The vandalism took place sometime between 4 and 6 a.m. Monday, according to Michael Kotzin, regional director of the Greater Chicago Regional Office of the Anti-Defamation League of B’nai B’rith. A routine police patrol discovered it at 6:15. Kotzin said the perpetrators must have been hiding in bushes and acted quickly. He did not rule out the desecration being the work of teenagers, exhibiting “hostility and aggression. Often, these young people know they can hurt people,” Kotzin said.

However, he confirmed the existence of various hate groups operating in the Chicago area, with splinter groups ranging in size between two and six persons each, espousing neo-Nazi ideology. There have been a few reports of anti-Semitic literature and fliers. But Kotzin said ADL found a decrease in anti-Semitic activities in the Chicago area from 23 in 1985 to 14 in 1986.

FIVE BRONZE FIGURES

The bronze monument is located on the village green between Skokie Village Hall and the public library. It features five figures: a mother holding a dead child, a male child embracing an observant male Jew, and above them with arms spread, a male resistance fighter. On each figure, swastikas were sprayed in silver paint. Over the words honoring “the underground resistance and the U.S. Armed Forces who helped defeat the scourge of Nazism” was painted the word “Liar.”

The monument, the work of Detroit artist Edward Chesney, was built after a three-and-a-half-year fundraising effort by the Holocaust Monument Committee, established by the Holocaust Survivors of Metropolitan Chicago. Of Skokie’s population of 69,000, about half are Jews, an estimated 7,000 of whom are Holocaust survivors. Many of them helped to put Skokie into the national eye when they opposed a planned neo-Nazi march through Skokie streets in 1978. After legal challenges to the march organizers, who were affiliated with the National Socialist Party of America, a small demonstration was held instead in a Chicago park.

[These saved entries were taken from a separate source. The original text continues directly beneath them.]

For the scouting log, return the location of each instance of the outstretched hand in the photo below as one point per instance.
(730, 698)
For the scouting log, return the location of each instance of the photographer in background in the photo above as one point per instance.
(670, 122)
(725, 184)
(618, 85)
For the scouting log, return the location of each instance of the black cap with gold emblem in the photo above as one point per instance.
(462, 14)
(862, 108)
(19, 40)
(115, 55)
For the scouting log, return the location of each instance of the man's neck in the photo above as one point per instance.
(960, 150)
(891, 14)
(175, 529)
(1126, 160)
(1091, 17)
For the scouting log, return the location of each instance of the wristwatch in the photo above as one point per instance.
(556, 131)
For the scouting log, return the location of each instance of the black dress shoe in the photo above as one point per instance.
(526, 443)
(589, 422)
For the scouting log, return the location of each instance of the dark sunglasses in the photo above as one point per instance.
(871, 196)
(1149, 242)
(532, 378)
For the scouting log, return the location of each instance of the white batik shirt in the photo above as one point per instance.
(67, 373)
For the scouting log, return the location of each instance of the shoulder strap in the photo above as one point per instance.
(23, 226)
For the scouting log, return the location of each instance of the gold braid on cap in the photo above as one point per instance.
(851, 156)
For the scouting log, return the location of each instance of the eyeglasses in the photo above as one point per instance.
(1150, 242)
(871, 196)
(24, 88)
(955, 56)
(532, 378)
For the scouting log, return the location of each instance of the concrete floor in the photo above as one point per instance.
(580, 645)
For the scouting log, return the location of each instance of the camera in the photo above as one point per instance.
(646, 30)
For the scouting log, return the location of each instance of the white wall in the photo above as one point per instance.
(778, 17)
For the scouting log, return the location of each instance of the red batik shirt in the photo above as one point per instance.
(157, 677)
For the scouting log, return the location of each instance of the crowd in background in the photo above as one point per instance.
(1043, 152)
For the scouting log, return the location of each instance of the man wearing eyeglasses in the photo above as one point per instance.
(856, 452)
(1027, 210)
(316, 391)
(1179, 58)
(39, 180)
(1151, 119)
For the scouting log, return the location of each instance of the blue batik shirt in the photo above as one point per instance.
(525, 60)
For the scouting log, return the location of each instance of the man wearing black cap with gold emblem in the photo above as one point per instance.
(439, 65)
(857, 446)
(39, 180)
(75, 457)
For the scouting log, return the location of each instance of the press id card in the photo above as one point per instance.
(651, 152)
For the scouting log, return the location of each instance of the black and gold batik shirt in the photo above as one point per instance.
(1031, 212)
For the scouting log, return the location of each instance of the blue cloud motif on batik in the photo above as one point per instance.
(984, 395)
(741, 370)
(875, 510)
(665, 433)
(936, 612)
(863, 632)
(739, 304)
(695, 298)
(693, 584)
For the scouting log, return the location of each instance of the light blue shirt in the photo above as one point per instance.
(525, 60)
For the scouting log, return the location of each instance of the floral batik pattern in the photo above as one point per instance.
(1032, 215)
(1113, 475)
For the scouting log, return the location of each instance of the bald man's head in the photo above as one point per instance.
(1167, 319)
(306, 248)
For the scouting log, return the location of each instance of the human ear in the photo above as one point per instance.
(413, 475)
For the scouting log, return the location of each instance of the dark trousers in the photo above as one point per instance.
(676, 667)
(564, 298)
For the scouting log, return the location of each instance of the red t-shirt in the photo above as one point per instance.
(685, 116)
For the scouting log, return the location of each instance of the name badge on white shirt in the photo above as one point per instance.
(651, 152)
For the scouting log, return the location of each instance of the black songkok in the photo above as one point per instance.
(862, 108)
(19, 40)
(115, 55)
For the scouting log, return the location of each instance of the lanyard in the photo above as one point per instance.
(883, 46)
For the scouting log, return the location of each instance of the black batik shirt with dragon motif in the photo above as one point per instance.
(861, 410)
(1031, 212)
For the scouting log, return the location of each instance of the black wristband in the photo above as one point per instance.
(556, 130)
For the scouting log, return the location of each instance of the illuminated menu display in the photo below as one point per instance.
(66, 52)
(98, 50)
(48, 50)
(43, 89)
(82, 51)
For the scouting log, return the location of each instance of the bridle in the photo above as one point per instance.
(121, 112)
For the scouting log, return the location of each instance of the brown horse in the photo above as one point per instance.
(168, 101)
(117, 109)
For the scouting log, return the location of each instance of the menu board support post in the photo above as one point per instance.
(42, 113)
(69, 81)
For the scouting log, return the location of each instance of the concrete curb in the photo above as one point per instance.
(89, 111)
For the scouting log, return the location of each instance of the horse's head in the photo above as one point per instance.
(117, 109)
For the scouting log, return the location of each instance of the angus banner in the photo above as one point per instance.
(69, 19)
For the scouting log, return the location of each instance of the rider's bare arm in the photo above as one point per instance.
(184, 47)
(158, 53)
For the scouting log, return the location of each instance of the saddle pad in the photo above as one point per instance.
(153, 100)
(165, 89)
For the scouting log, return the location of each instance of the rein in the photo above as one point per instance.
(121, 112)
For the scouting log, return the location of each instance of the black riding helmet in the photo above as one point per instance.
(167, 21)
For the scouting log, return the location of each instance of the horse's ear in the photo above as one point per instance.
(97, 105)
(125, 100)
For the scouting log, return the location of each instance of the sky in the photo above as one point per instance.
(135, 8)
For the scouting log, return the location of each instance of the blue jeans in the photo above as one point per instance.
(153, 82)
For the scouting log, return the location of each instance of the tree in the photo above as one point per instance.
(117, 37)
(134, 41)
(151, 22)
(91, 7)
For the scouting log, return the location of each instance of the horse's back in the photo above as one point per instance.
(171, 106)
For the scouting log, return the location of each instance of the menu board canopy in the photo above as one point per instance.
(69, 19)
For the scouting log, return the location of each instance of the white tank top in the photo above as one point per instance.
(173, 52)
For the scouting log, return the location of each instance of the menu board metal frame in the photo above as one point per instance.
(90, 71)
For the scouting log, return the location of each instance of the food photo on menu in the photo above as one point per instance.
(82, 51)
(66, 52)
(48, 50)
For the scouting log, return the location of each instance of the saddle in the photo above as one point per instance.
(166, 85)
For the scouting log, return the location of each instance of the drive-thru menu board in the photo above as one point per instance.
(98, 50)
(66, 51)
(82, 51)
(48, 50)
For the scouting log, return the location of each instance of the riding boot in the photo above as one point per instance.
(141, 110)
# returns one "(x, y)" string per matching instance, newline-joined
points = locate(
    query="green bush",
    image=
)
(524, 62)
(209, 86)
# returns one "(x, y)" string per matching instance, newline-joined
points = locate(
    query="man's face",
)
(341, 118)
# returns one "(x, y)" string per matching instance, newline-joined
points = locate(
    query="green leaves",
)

Mayor Albert Smith, who was Mayor in 1978 during the well-known neo-Nazi incident, released a statement about the vandalism, saying: “I, and the citizens of Skokie, abhor this criminal act. We believe that this highlights the need for us all to never forget.”

REWARD OFFERED

A $1,000 reward for information leading to the arrest and conviction of those responsible was offered by the American Jewish Committee, the Roman Catholic Archdiocese of Chicago and the Church Federation of Greater Chicago. The three groups released a joint statement saying: “This incident not only represents a violent assault on public property, but it defiles and trivializes the suffering of the victims of one of the most monstrous evils committed during this century. It is especially painful for the many Holocaust survivors who live in the Skokie area, for it is a tragic reminder that hate and bigotry continue to poison our community.”

Monday evening and again Tuesday afternoon, Jewish religious services were held at the memorial. Clean-up of the vandalism is scheduled to begin Wednesday.

Kotzin noted that more people have seen the memorial since the vandalism than who came to the dedication Sunday.

Mordechai Levy, leader of the Jewish Defense Organization, told JTA that the group has “several dozen people” in Chicago who are going to patrol the nearby synagogue and Jewish institutions “to make sure the incident does not repeat itself.”